MPI Corrfunc

MPI capable 2 points correlation functions.

Ways of counting pairs

See manodeep/Corrfunc cheatsheat.

  • Xi(r): 3d realspace in spheres with radius r
  • Xi(r_p, pi): 3d realspace in cylinders with radius r_p and z distance pi
  • Xi(s, mu): ???
  • w_p(r_p): 2d projected in circles with radius r_p
  • Xi(r): ???
  • pN(m): ???

What this repo does

This doesn't implement any 2pcf finding code. For that we use https://github.com/manodeep/Corrfunc, the best available multicore but single machine code. To run on multiple machines we:

  • Parcel out sub-regions to the machines
  • Write new io functions to read only the data each rank needs
  • Collate the results

Interface

See the makefile for more examples but you can run it with something like:

mpirun -n 4 main xi_r \
    --filename1 ./inputs/ascii_input.txt \
    --format a --binfile ./inputs/bins --boxsize 10 --nthreads 1 \
    --autocorr 1 --periodic 0

Performance

2M ascii input, periodic, autocorrelation, 24 threads per node, ignoring IO:

  • 1 nodes: 5.4s
  • 2 nodes: 3s
  • 4 nodes: 2s
  • 8 nodes: 1.5s

Doubling the number of nodes gives ~1.5x improvement so this scales roughly as root(n). This is surprising.. I thought it would be much closer to linear.

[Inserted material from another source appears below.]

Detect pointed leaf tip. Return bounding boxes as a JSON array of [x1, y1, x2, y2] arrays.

Ascii IO performance is awful... Reading this file takes 4s.

Tried with 12 threads rather than 24 and is was very slighly worse. 3.2s for 4 nodes.

Running with MPI locally though we get much better results:

  • 1 nodes: 4.2
  • 2 nodes: 2.1
  • 4 nodes: 1.2
  • 8 nodes: 0.7

Linear speed up with few nodes, only slightly less than linear as we max out the CPU. But as all these "nodes" are using the same memory, that could be the cause. Even with potential memory contention we get 6x speed up here from 1-8 vs 3x on Edison.